Patients with
Crigler-Najjar syndrome and Gunn rats cannot form
bilirubin glucuronides owing to a lack of
bilirubin UDP-glucuronosyltransferase activity. Because increased serum and tissue
bilirubin levels remain constant, an alternative excretory route has to substitute for this deficiency. Gunn rats excrete in bile only 2-13% of the bilirubins eliminated in Wistar rats. In contrast, the biliary excretion rate of
urobilinogen in Gunn and Wistar rats is comparable. The sum of bilirubins and
urobilinogen excreted in the bile of Gunn rats amounts to 10-30% of pigments excreted in Wistar rats. Despite this low biliary excretion, the intestinal content and fecal excretion of
bile pigments in Gunn and Wistar rats were similar. These data support an extrabiliary entrance of unconjugated
bilirubin into the intestine. Additional proof for this was found in that the intestinal lumen of Gunn rats still contains a high amount of bilirubins and
urobilinogen after 3 d of external biliary drainage. A similar procedure in Wistar rats resulted in the complete disappearance of
bile pigments from the intestine.
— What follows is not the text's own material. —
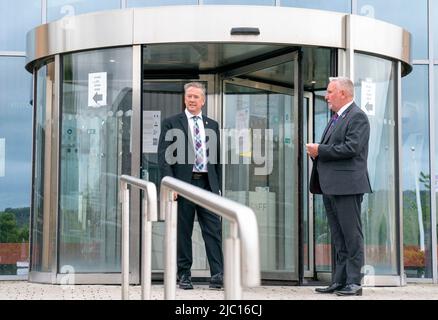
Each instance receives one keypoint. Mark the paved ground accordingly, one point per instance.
(22, 290)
The direct transmural transport of
bilirubin from blood to all parts of the intestinal lumen was demonstrated by injecting 14C-bilirubin i.v. into Gunn rats with isolated parts of small and large intestine. In Crigler-Najjar and
Gilbert's syndrome patients, the biliary excretion of
bile pigments has previously been shown to be strongly reduced. Their stools, however, contained approximately the same amount of
bile pigments as in normal subjects. Although only traces of unconjugated
bilirubin were detected in the stool of normal persons (4 +/- 3% of total
bile pigments), higher amounts were found in patients with Crigler-Najjar disease (20 +/- 12&). These results suggest a direct intestinal permeation of unconjugated
bilirubin in severe unconjugated
hyperbilirubinemia both in man and rats.